I updated the previous loss function with the following code:

import numpy as np
from scipy.stats import gammafrom module.bayesian_model import BayesianLogisticRegression
def loss(p, X, y, alpha, beta, X_columns, col_to_p_id):
# computation of the loss for given values:
# - 1/sigma² vector (named p for precision here)
# - X: matrix of features
# - y: vector of observations
# - alpha: prior Gamma distribution alpha parameter over 1/sigma²
# - beta: prior Gamma distribution beta parameter over 1/sigma²
# - X_columns: list of names of X columns
# - col_to_p_id: dictionnary mapping a column name to a p index
# because many column names can share the same p value
n_feat = X.shape[1]
m_vec = np.array([0] * n_feat)
p_list = []
for col in X_columns:
p_list.append(p[col_to_p_id[col]])
p_vec = np.array(p_list)
# computation of theta*
res = minimize(
BayesianLogisticRegression()._loss,
np.array([0] * n_feat),
args=(X, y, m_vec, p_vec),
method="BFGS",
jac=BayesianLogisticRegression()._jac,
)
theta_star = res.x
# computation the Hessian for the Laplace approximation
H = BayesianLogisticRegression()._hess(theta_star, X, y, m_vec, p_vec)
# loss
loss = 0
## first two terms: the log loss and the regularization term
loss += baysian_model._loss(theta_star, X, y, m_vec, p_vec)
## third term: prior distribution over 1/sigma² written p here
## there is now a sum as p is now a vector
out -= np.sum(gamma.logpdf(p, a = alpha, scale = 1 / beta))
## fourth term: Laplace approximated last term
out += 0.5 * np.linalg.slogdet(H)[1] - 0.5 * n_feat * np.log(2 * np.pi)
return out

In this way, the metrics tested on the test dataset are the following: 0.39 and 0.88, which are better than the first model developed by using grid search and the bayesian method with only one start for all independent variables.

The metrics are achieved in different ways in my use case.

The use case can be reproduced with this manual.

I created an example to demonstrate the usefulness of the technique.

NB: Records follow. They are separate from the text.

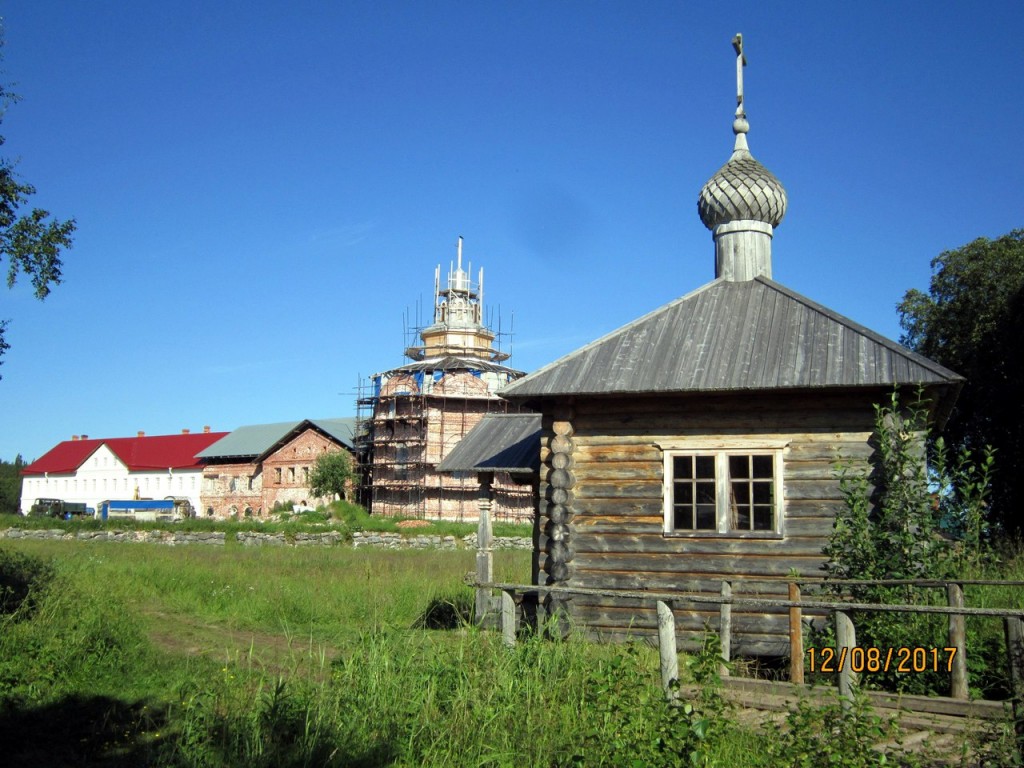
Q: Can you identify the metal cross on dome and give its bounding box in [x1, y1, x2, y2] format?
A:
[732, 33, 746, 118]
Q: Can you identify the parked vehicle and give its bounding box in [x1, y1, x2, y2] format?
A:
[96, 498, 182, 522]
[29, 499, 95, 520]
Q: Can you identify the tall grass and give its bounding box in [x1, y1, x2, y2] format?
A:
[0, 541, 1019, 768]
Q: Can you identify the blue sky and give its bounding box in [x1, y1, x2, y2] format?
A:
[0, 0, 1024, 460]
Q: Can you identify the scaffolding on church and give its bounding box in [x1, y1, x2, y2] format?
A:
[356, 238, 534, 521]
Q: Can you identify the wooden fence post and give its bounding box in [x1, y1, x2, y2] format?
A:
[1002, 616, 1024, 743]
[836, 610, 857, 708]
[502, 590, 515, 648]
[657, 600, 679, 698]
[718, 582, 732, 677]
[946, 584, 968, 698]
[476, 472, 495, 627]
[790, 582, 804, 685]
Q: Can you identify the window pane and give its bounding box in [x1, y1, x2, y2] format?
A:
[735, 507, 751, 530]
[696, 482, 715, 506]
[697, 504, 718, 530]
[673, 505, 693, 530]
[754, 504, 774, 530]
[676, 482, 693, 506]
[732, 482, 751, 505]
[672, 456, 693, 480]
[752, 456, 774, 477]
[751, 482, 772, 504]
[694, 456, 715, 479]
[729, 456, 751, 480]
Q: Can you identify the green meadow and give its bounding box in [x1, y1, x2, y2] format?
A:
[0, 540, 1024, 767]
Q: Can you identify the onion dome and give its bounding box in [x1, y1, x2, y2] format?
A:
[697, 137, 786, 230]
[697, 35, 786, 231]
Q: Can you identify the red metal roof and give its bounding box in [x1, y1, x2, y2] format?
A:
[22, 432, 227, 475]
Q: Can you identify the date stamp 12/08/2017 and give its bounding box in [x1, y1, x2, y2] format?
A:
[807, 645, 956, 674]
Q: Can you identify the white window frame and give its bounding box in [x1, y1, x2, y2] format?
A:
[658, 444, 785, 539]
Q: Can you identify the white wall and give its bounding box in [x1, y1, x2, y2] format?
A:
[22, 444, 203, 515]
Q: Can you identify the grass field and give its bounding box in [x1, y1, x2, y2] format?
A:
[0, 541, 1019, 768]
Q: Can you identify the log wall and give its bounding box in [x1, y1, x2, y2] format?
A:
[535, 392, 881, 655]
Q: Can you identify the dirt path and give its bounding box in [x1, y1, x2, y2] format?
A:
[142, 610, 339, 675]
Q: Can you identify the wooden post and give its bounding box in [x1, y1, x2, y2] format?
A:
[476, 472, 495, 626]
[946, 584, 968, 698]
[790, 582, 804, 685]
[502, 591, 515, 648]
[718, 582, 732, 677]
[657, 600, 679, 698]
[836, 610, 857, 708]
[1002, 616, 1024, 743]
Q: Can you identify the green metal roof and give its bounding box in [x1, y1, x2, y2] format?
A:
[196, 418, 355, 459]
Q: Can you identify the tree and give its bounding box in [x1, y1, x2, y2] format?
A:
[0, 454, 26, 514]
[309, 451, 355, 499]
[0, 55, 75, 376]
[897, 229, 1024, 534]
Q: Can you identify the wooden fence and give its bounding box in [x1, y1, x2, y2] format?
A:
[472, 578, 1024, 720]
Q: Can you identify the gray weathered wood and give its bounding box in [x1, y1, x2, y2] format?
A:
[476, 472, 495, 624]
[1002, 616, 1024, 738]
[836, 610, 857, 707]
[657, 600, 679, 695]
[946, 584, 968, 698]
[502, 590, 515, 648]
[718, 581, 732, 677]
[790, 582, 804, 685]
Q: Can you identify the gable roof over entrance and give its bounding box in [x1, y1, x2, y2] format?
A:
[501, 276, 964, 398]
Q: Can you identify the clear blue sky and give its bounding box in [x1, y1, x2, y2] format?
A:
[0, 0, 1024, 460]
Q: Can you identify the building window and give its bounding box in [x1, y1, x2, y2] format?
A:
[665, 450, 782, 536]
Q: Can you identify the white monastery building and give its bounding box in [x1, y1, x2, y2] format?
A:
[22, 427, 227, 515]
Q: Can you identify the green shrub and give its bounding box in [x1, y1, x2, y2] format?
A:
[765, 694, 924, 768]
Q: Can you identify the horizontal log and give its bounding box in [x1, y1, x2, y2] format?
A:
[573, 387, 891, 418]
[782, 479, 842, 501]
[573, 514, 834, 544]
[572, 536, 822, 567]
[786, 442, 874, 463]
[573, 481, 663, 501]
[572, 552, 825, 581]
[572, 461, 665, 484]
[782, 459, 837, 483]
[573, 498, 665, 517]
[574, 442, 662, 463]
[572, 430, 871, 450]
[574, 571, 790, 598]
[573, 411, 874, 439]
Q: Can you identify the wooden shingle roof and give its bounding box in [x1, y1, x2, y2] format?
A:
[437, 414, 541, 473]
[501, 278, 964, 398]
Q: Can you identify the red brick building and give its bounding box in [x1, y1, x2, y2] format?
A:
[198, 419, 354, 518]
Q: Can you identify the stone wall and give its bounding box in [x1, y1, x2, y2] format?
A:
[0, 528, 534, 550]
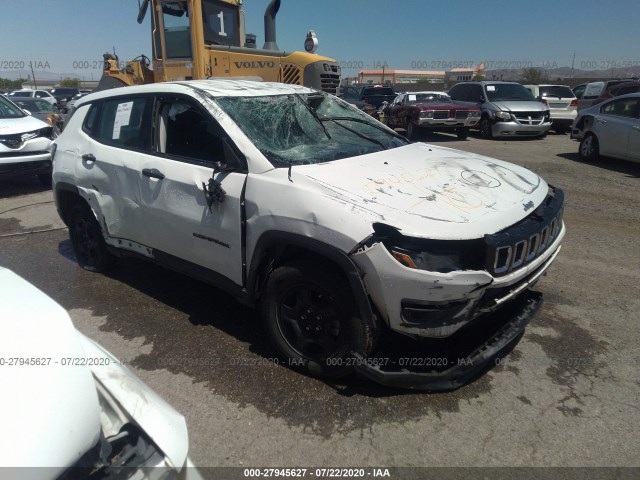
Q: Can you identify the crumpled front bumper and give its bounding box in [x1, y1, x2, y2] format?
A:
[353, 290, 542, 391]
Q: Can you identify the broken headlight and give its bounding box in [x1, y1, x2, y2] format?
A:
[20, 127, 53, 142]
[493, 110, 511, 122]
[365, 223, 487, 273]
[391, 247, 465, 273]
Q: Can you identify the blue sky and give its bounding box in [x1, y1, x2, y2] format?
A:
[0, 0, 640, 80]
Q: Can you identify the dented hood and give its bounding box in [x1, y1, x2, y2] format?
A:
[0, 267, 100, 478]
[294, 143, 548, 240]
[0, 116, 49, 135]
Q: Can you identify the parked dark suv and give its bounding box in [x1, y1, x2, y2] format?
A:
[449, 81, 551, 138]
[51, 87, 80, 113]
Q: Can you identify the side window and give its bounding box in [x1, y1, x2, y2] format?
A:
[614, 86, 640, 96]
[157, 98, 241, 169]
[467, 85, 487, 103]
[83, 103, 100, 137]
[94, 97, 151, 150]
[449, 85, 465, 100]
[600, 98, 638, 118]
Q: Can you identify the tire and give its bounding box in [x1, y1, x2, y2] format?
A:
[407, 119, 418, 142]
[456, 128, 469, 140]
[69, 203, 114, 272]
[578, 133, 600, 162]
[479, 117, 493, 140]
[261, 261, 374, 378]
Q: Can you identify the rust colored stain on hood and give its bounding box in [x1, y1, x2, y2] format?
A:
[296, 143, 548, 239]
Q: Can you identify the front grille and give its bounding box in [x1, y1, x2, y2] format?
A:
[282, 64, 300, 85]
[0, 133, 24, 148]
[485, 188, 564, 277]
[320, 73, 340, 95]
[512, 112, 546, 125]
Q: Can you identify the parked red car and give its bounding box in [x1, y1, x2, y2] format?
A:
[591, 82, 640, 106]
[382, 92, 480, 140]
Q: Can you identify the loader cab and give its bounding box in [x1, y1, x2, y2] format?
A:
[151, 0, 240, 81]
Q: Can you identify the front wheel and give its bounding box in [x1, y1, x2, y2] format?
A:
[69, 203, 113, 272]
[407, 118, 418, 141]
[261, 262, 374, 378]
[578, 133, 600, 162]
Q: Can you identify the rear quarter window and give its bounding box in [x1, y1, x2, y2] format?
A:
[540, 85, 575, 98]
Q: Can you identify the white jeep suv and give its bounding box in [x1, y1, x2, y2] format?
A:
[53, 80, 565, 389]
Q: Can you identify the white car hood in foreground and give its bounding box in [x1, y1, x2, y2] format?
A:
[0, 267, 100, 477]
[0, 267, 189, 480]
[292, 143, 548, 240]
[0, 116, 49, 135]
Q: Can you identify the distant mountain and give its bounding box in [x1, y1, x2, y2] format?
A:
[0, 70, 85, 82]
[485, 65, 640, 81]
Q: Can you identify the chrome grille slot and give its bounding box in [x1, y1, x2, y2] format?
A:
[485, 188, 564, 276]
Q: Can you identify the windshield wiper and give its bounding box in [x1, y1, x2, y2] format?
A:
[322, 117, 388, 150]
[320, 117, 407, 143]
[294, 93, 331, 140]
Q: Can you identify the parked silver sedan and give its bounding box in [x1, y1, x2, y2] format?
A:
[571, 93, 640, 162]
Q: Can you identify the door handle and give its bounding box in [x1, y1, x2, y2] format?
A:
[142, 168, 164, 180]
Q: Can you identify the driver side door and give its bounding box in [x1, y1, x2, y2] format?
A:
[130, 96, 247, 285]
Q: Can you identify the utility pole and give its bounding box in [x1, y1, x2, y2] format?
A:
[29, 62, 38, 89]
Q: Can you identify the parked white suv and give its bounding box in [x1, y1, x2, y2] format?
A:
[53, 80, 565, 389]
[525, 85, 578, 133]
[7, 88, 58, 106]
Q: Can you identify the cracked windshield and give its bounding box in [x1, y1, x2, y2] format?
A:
[216, 93, 406, 167]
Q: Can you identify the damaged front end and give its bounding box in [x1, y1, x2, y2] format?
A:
[344, 188, 565, 390]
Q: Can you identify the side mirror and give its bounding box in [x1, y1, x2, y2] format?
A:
[213, 161, 228, 175]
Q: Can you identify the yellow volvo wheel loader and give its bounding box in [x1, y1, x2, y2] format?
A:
[96, 0, 340, 94]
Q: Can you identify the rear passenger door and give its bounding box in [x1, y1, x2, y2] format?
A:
[131, 95, 247, 285]
[595, 97, 640, 158]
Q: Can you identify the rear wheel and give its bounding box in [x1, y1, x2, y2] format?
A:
[456, 128, 469, 140]
[407, 118, 418, 141]
[261, 262, 374, 378]
[69, 203, 113, 272]
[578, 133, 600, 162]
[480, 117, 493, 140]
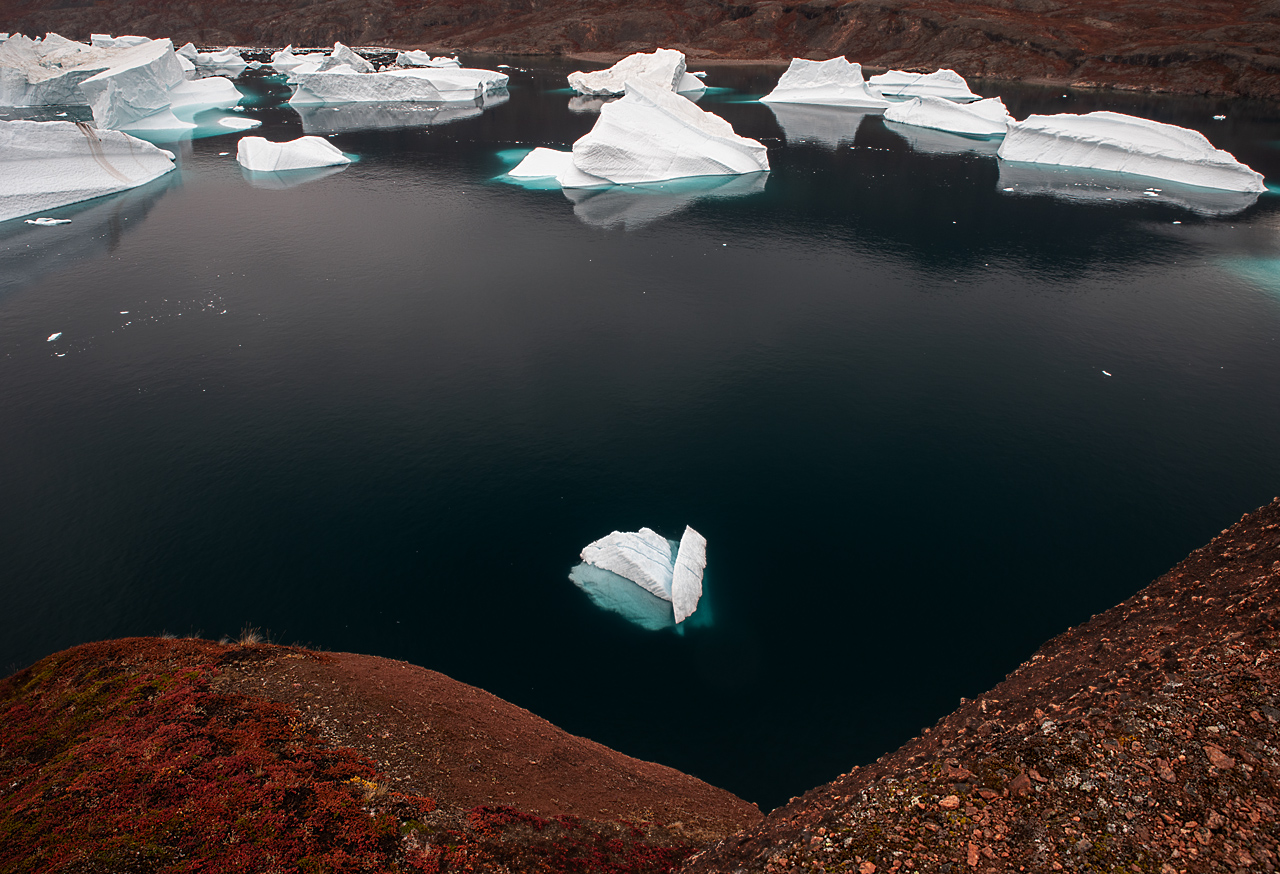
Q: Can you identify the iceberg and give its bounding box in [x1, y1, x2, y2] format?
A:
[573, 81, 769, 184]
[997, 161, 1258, 216]
[998, 111, 1266, 193]
[236, 137, 351, 173]
[0, 122, 174, 221]
[568, 49, 701, 96]
[760, 56, 890, 109]
[396, 51, 462, 67]
[884, 96, 1014, 137]
[79, 40, 187, 131]
[868, 70, 979, 102]
[319, 42, 374, 73]
[671, 525, 707, 624]
[289, 67, 508, 105]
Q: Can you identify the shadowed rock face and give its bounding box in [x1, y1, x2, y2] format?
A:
[4, 0, 1280, 100]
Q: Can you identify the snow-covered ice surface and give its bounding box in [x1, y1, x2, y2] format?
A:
[236, 137, 351, 173]
[884, 96, 1014, 137]
[573, 82, 769, 184]
[568, 49, 705, 96]
[868, 70, 979, 101]
[581, 528, 675, 601]
[289, 67, 509, 105]
[760, 56, 891, 109]
[768, 104, 870, 148]
[0, 122, 174, 221]
[996, 161, 1258, 216]
[998, 111, 1266, 193]
[671, 525, 707, 624]
[79, 40, 187, 131]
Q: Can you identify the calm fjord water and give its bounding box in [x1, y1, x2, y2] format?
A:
[0, 61, 1280, 809]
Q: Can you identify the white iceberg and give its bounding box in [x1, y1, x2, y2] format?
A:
[581, 528, 675, 601]
[573, 81, 769, 184]
[868, 70, 979, 101]
[671, 525, 707, 624]
[88, 33, 151, 49]
[884, 96, 1014, 137]
[320, 42, 374, 73]
[396, 51, 462, 67]
[568, 49, 700, 96]
[79, 40, 187, 131]
[289, 67, 508, 105]
[0, 122, 174, 221]
[236, 137, 351, 173]
[998, 111, 1266, 193]
[760, 56, 890, 109]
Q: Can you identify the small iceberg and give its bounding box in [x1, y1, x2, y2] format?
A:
[570, 526, 707, 631]
[568, 49, 705, 97]
[868, 70, 980, 102]
[998, 111, 1266, 193]
[236, 137, 351, 173]
[0, 122, 174, 221]
[884, 96, 1014, 137]
[760, 56, 891, 109]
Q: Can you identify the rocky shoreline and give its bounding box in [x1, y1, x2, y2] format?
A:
[0, 498, 1280, 874]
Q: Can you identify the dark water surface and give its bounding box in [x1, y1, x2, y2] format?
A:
[0, 61, 1280, 809]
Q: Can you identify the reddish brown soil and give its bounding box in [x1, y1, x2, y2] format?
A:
[0, 0, 1280, 100]
[685, 498, 1280, 874]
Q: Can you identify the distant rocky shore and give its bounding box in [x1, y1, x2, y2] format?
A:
[0, 498, 1280, 874]
[0, 0, 1280, 100]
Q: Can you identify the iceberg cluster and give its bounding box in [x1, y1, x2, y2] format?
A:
[0, 122, 174, 221]
[998, 111, 1266, 193]
[570, 526, 707, 630]
[760, 56, 890, 109]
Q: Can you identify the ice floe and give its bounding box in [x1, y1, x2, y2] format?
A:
[570, 526, 707, 630]
[760, 56, 891, 109]
[568, 49, 704, 96]
[0, 122, 174, 221]
[236, 137, 351, 173]
[573, 81, 769, 184]
[868, 70, 980, 102]
[289, 67, 508, 105]
[396, 51, 462, 67]
[997, 161, 1258, 216]
[998, 111, 1266, 193]
[884, 96, 1014, 137]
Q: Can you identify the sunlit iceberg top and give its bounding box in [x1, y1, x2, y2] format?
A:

However, I couldn't find a suitable real-world dataset to fully demonstrate its potential. While working with a real dataset, I could not find significant benefits using this technique. If you come across one, please let me know — I'd love to see a real-world application of this adaptation.

In conclusion, using Bayesian optimization (with Laplace approximation if needed) to determine the best tuning parameters may be an alternative to conventional hyperparameter tuning methods. By using probabilistic models, bayesian optimization not only reduces the computational cost but also improves the probability of finding the correct normalization values, especially in high dimensions.